Johnson, a former Senate majority leader before becoming vice president and then president, attained a reputation over time for using strong-armed tactics against lawmakers in order to win votes on critical pieces of legislation.

At issue is a rumor that the Obama administration threatened to close or rename Offutt Air Force Base in Nebraska, a rumor which Nelson rejected on Thursday, but into which Republican senators are demanding an investigation.

"Nobody's threatened me. As a matter of fact, in any discussion with the White House or the leadership or any of my colleagues, the question about the base or even the name of the base has never come up," Nelson said during an interview on KLIN radio in Nebraska. "Nobody has talked about anything of that kind."

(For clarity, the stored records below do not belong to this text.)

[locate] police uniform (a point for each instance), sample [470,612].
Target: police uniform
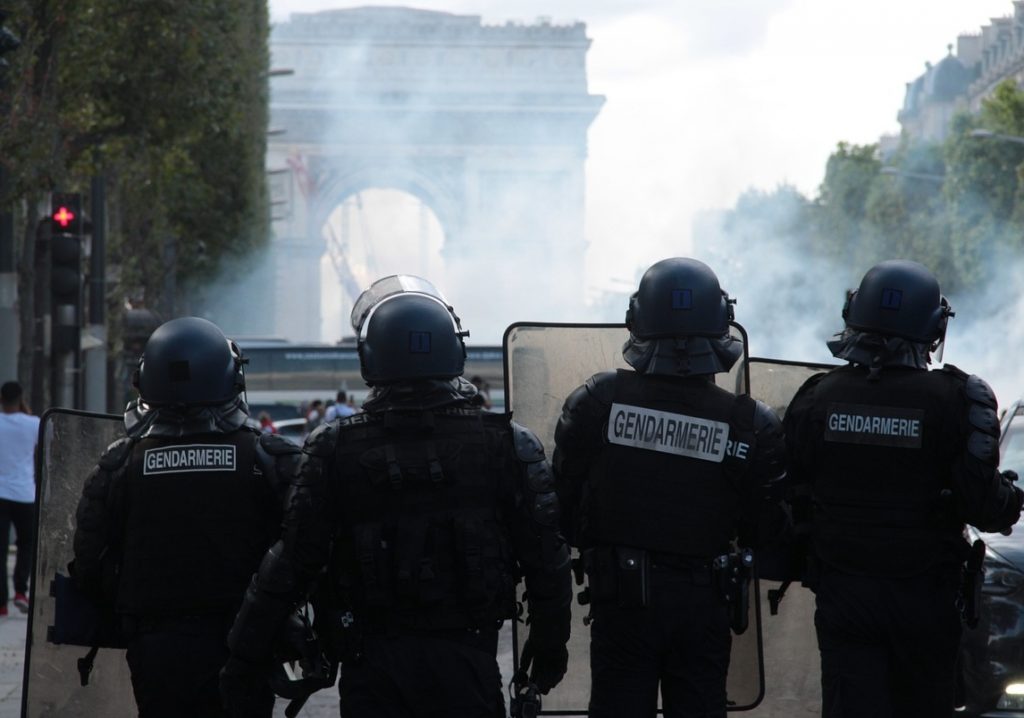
[170,528]
[659,470]
[425,510]
[893,460]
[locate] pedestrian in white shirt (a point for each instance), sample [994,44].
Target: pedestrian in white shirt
[18,433]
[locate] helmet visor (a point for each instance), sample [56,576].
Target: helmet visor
[387,287]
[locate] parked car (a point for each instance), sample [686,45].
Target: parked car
[992,653]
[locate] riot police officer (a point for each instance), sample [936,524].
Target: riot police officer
[176,516]
[894,460]
[424,509]
[659,472]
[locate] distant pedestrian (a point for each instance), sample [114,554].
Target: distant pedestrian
[340,409]
[266,423]
[18,431]
[482,388]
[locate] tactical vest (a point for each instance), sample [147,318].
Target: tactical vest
[883,453]
[427,547]
[198,517]
[670,474]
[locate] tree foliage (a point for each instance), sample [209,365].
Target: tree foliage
[951,207]
[166,99]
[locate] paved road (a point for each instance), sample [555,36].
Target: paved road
[791,656]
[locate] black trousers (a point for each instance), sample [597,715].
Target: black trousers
[888,645]
[681,641]
[24,517]
[175,668]
[424,676]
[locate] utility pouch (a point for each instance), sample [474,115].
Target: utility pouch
[732,576]
[972,578]
[620,576]
[632,577]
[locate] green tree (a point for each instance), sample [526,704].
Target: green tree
[168,101]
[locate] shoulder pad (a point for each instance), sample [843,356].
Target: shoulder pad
[765,418]
[527,446]
[954,371]
[323,440]
[275,445]
[602,386]
[979,391]
[116,455]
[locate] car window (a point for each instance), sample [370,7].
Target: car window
[1012,446]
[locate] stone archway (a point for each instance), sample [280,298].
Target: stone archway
[486,125]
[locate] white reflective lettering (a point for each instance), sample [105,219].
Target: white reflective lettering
[668,432]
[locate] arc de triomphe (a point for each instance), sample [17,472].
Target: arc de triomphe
[484,124]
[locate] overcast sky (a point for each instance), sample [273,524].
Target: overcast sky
[707,98]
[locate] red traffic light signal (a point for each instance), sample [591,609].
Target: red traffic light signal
[64,216]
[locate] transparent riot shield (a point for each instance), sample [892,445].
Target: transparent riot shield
[793,667]
[70,444]
[544,363]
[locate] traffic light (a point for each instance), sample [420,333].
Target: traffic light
[66,270]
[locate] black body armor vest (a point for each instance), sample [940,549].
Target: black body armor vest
[428,547]
[198,517]
[884,451]
[669,475]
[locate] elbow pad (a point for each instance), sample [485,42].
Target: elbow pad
[983,440]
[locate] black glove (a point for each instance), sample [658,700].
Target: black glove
[548,664]
[244,689]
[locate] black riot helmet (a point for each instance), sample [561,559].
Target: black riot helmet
[408,332]
[899,298]
[189,362]
[679,297]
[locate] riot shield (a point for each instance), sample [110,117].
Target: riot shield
[70,444]
[793,669]
[544,363]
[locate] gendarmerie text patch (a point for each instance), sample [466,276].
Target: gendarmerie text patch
[881,426]
[667,432]
[193,457]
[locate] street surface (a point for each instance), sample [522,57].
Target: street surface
[791,660]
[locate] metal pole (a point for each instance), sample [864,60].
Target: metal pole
[8,290]
[94,343]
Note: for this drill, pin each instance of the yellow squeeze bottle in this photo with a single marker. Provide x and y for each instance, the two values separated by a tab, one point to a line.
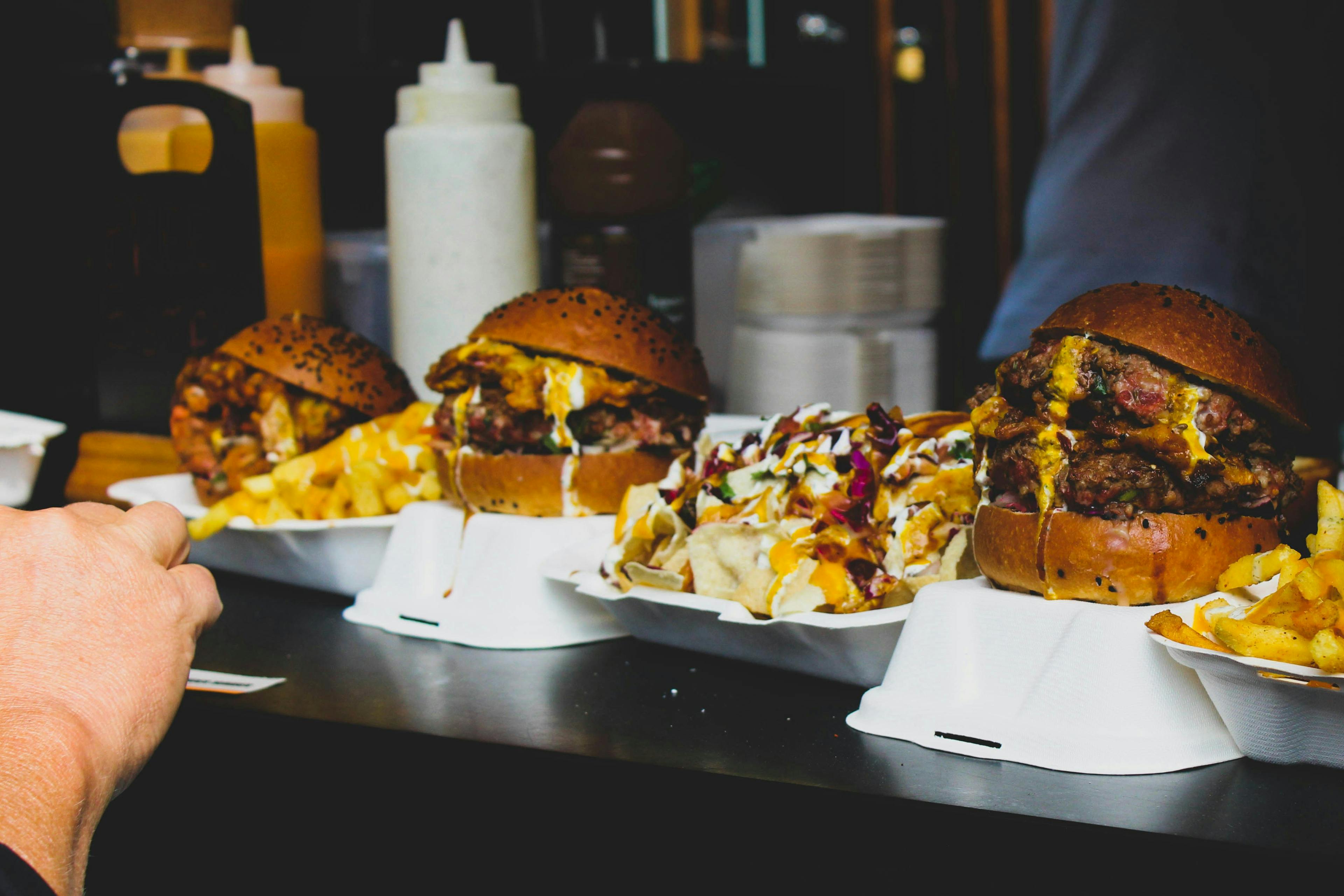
287	178
146	136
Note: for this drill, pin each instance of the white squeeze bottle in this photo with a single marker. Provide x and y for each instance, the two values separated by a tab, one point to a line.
462	206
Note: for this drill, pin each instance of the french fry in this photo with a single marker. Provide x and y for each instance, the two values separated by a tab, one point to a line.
1319	614
1256	567
1332	572
1311	585
1171	626
213	522
365	498
1328	651
1202	622
370	469
1285	601
1330	524
275	512
260	487
1262	641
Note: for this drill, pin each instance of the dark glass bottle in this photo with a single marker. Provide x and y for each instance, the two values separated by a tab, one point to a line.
622	221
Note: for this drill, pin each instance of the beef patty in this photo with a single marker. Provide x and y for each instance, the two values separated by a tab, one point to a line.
1127	442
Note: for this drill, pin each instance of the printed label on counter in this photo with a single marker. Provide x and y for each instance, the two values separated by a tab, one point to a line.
227	683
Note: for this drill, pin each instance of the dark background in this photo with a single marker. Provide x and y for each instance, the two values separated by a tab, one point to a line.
823	127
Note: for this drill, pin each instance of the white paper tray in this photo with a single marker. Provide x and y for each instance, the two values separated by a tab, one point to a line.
330	555
479	582
1280	721
853	648
1059	684
23	444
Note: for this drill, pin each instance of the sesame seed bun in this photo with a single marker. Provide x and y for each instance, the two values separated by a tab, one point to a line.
1155	558
327	360
1189	330
603	330
534	484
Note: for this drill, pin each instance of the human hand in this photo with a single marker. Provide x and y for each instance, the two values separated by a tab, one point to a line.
99	624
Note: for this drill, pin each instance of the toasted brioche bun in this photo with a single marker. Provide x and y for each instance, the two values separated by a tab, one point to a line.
533	484
327	360
601	330
1123	562
1189	330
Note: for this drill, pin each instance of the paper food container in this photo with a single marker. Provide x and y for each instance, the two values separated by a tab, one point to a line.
1276	711
23	444
1059	684
853	648
478	581
330	555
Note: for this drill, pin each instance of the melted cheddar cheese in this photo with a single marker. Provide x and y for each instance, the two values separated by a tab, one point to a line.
534	382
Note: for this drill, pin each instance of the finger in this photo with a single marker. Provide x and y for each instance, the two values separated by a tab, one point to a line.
159	530
198	588
96	514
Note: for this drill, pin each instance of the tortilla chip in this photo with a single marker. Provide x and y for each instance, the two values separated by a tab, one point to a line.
798	594
732	561
936	424
640	574
959	558
634	506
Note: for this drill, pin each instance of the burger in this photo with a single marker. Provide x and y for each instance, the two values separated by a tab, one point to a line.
277	390
561	399
1134	450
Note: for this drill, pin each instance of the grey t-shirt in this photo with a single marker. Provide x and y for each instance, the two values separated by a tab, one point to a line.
1167	162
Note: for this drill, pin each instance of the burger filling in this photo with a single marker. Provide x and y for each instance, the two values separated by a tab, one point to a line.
499	398
232	421
1081	425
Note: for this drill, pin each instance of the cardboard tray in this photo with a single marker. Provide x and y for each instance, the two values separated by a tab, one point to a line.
851	648
1058	684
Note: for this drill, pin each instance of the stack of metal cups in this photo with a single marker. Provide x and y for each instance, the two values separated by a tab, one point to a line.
830	308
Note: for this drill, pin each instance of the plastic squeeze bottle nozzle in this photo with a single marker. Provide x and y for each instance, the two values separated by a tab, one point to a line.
462	206
287	178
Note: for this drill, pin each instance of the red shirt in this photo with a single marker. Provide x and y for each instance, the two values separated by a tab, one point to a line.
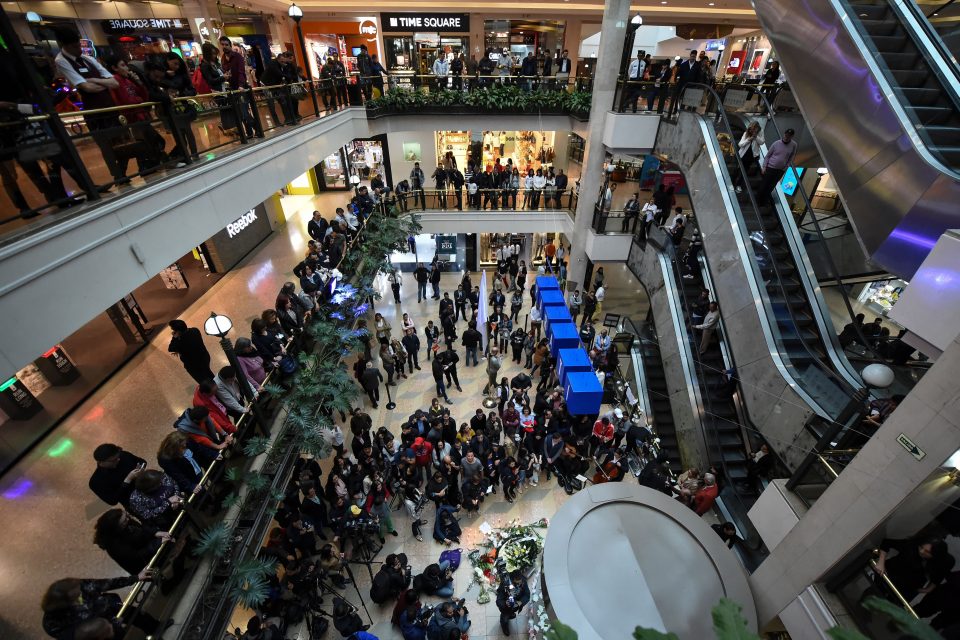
130	92
604	433
704	498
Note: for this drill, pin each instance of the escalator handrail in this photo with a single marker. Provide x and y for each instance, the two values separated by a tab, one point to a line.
830	341
698	388
909	124
845	386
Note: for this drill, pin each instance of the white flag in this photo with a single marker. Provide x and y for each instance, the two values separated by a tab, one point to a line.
482	311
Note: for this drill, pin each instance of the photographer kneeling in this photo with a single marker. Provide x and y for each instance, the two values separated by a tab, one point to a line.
449	621
436	580
392	578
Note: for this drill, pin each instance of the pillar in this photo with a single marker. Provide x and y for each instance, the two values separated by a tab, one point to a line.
615	16
878	482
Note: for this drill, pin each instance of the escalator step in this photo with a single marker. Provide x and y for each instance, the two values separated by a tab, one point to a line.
921	96
911	77
934	115
901	61
891	43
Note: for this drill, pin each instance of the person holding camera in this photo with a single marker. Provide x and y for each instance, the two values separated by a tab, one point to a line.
512	596
436	580
449	621
392	578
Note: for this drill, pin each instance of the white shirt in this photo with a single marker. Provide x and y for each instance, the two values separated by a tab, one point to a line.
636	69
754	144
649	210
75	79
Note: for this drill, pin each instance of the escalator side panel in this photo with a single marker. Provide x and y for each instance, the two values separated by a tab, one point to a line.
776	403
690	437
898	199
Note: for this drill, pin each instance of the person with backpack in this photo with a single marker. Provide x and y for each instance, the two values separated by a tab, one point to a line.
436	580
388	583
449	621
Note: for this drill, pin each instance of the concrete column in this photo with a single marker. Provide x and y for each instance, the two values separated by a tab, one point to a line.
882	479
615	14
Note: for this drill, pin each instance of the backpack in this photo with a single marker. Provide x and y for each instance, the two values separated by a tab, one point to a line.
199	83
453	556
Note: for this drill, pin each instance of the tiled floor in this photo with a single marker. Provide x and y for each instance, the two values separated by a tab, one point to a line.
47	526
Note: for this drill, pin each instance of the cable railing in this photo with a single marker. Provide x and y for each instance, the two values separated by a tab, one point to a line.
142	589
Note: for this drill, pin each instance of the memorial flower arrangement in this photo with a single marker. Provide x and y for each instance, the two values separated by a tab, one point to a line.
513	547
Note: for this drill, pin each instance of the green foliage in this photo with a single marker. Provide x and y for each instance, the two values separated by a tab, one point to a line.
729	623
560	631
512	98
214	541
641	633
256	445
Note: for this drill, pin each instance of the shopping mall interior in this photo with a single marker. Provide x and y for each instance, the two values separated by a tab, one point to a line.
441	320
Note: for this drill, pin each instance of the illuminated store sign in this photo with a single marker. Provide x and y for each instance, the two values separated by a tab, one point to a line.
446	22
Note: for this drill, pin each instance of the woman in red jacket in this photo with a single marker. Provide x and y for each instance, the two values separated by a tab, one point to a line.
205	395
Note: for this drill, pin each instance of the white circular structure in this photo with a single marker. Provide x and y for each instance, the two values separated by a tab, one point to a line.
619	555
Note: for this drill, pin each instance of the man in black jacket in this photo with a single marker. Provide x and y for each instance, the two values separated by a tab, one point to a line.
188	344
389	581
457	180
449	358
422	276
317	227
471	340
370	380
411	343
512	596
112	481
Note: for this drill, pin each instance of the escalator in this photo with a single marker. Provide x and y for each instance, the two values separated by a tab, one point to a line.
658	406
891	136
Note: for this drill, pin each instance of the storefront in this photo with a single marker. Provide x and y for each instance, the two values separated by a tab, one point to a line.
527	149
543	38
364	158
143	37
340	37
412	41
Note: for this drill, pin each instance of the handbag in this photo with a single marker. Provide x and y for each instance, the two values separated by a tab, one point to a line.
288	365
35	142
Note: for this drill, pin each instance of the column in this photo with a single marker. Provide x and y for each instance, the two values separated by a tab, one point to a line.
879	482
615	16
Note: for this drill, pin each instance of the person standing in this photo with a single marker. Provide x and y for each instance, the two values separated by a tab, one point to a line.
687	71
435	280
513	595
94	84
187	343
417	179
632	89
411	344
422	276
564	65
370	380
779	156
437	369
235	72
395	280
493	368
708	326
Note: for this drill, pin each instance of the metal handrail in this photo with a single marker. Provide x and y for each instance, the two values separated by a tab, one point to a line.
828	371
128	602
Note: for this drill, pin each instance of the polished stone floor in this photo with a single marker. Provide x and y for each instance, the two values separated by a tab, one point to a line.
47	512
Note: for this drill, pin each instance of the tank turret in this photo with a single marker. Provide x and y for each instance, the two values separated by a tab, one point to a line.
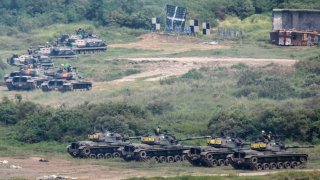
215	153
99	145
270	153
162	147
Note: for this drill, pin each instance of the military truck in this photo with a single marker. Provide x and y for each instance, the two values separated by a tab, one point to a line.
267	154
100	145
215	153
160	147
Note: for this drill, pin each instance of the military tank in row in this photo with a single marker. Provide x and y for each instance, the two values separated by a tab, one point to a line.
100	145
215	153
82	42
268	154
220	151
65	79
30	78
162	147
27	78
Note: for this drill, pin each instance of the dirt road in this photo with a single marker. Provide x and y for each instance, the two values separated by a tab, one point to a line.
31	168
158	68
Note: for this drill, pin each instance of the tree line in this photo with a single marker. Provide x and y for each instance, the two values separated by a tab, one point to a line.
26	15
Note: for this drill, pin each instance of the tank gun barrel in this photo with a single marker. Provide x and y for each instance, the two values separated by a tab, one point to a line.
134	137
193	138
296	147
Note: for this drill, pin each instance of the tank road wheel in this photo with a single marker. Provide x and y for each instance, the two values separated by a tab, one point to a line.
162	159
254	160
74	154
108	155
142	154
265	166
226	162
155	158
273	166
286	164
116	155
258	167
184	158
303	161
280	165
100	156
209	156
86	151
170	159
214	162
92	156
148	158
177	158
221	162
294	164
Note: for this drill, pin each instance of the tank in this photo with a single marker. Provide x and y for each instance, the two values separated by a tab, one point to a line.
45	62
160	147
268	154
21	83
215	153
65	79
100	145
19	60
82	42
24	79
62	52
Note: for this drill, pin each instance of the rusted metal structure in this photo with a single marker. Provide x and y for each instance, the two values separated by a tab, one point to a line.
294	38
295	27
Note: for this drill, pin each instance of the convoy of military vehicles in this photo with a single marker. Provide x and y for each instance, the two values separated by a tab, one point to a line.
37	71
265	154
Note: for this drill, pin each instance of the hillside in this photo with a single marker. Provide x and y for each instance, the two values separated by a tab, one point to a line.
147	79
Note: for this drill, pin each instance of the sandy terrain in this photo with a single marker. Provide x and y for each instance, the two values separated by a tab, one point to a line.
31	168
168	44
158	68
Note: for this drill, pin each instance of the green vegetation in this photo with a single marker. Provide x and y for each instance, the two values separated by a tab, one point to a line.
276	176
240	100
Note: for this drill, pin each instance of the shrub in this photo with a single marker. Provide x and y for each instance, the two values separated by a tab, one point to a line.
192	74
159	107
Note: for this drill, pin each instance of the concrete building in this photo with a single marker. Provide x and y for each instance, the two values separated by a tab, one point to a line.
298	19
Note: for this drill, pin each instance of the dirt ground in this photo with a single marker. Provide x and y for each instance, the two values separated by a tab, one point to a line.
158	68
168	44
32	168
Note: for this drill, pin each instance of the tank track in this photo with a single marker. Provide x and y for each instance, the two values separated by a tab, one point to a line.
161	156
97	153
272	162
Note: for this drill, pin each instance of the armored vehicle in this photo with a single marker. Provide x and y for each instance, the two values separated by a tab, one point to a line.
161	147
45	62
62	52
214	154
21	83
82	42
24	79
268	154
64	85
99	145
19	60
65	79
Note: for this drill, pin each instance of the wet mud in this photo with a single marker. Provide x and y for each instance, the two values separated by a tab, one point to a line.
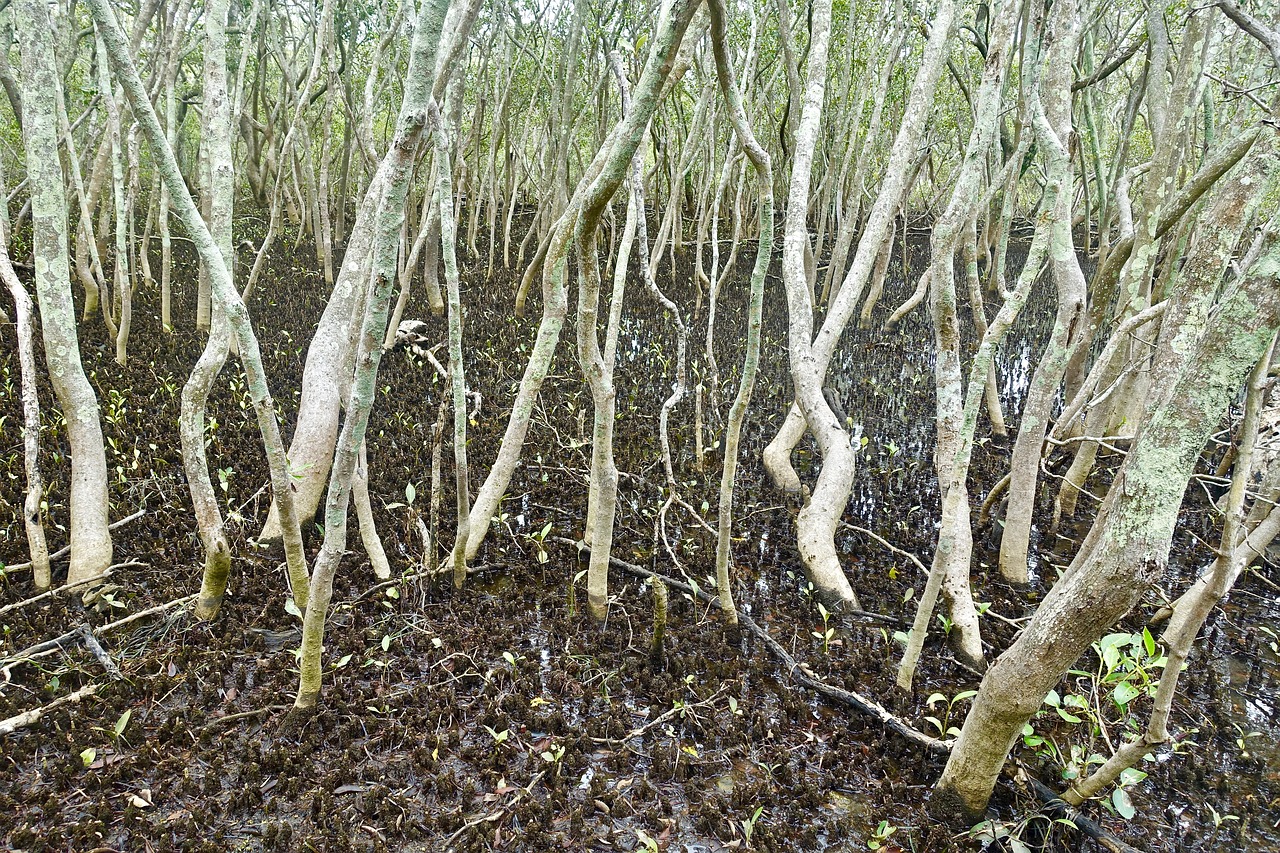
501	717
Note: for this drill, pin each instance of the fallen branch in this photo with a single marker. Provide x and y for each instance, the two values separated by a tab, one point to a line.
1055	807
99	652
242	715
46	647
56	591
799	673
662	717
67	550
494	816
30	717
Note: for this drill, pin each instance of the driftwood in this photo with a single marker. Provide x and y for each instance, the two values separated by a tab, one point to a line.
50	646
801	675
30	717
67	550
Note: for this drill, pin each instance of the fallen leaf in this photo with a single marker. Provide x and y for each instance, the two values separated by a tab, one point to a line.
351	789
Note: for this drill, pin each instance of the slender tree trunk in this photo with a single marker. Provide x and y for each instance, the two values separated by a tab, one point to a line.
1129	539
32	509
91	539
750	360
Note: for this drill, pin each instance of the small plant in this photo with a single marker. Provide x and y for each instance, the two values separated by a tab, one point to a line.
650	845
827	630
880	835
944	725
1243	738
539	541
749	825
554	756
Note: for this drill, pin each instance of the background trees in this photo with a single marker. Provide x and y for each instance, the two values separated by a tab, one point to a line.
1125	153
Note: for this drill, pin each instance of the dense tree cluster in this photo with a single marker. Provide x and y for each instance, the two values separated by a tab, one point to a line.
1130	149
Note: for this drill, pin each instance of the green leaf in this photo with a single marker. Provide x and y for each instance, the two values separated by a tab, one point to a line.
123	723
1125	693
1132	776
1124	806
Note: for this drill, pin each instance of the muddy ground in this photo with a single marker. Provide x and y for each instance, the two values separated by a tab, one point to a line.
502	719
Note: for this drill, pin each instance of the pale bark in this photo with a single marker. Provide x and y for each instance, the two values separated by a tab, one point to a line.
763	167
32	511
1052	133
421	86
597	187
227	299
1130	539
777	455
457	377
956	406
1194	607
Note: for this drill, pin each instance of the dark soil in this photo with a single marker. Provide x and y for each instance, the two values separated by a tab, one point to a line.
499	717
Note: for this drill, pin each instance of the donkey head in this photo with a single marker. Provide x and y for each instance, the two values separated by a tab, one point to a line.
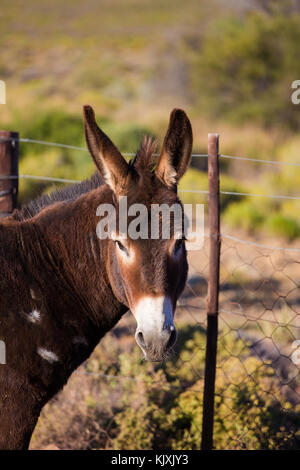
147	273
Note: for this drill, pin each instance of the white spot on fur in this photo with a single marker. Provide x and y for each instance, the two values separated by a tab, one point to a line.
34	316
80	340
47	355
32	293
154	313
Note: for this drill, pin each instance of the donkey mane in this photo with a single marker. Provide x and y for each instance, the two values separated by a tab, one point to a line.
142	162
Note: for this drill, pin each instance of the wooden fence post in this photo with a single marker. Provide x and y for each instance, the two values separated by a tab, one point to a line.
9	160
213	292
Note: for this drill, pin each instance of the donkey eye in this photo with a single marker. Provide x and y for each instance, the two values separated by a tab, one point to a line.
122	247
178	245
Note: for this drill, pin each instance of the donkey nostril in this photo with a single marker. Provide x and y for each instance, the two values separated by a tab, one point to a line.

Nelson said he knows the source of that rumor, suggesting that Republicans would be red-faced if details of the source of the rumor came out.

20 Republican senators wrote the top members of the Senate Armed Services Committee on Thursday to ask for an investigation into the alleged threat.

Bennett was skeptical, though, that the Obama administration would acknowledge having made the threat or follow through on it, given the newfound publicity toward the issue.

"We're going to press for answers. It might fade into the background, particularly if Ben Nelson decides he wants to stand firm and not vote for cloture," he said. "I don't see how, given the kind of publicity this thing's gotten, how the administration would dare do it now."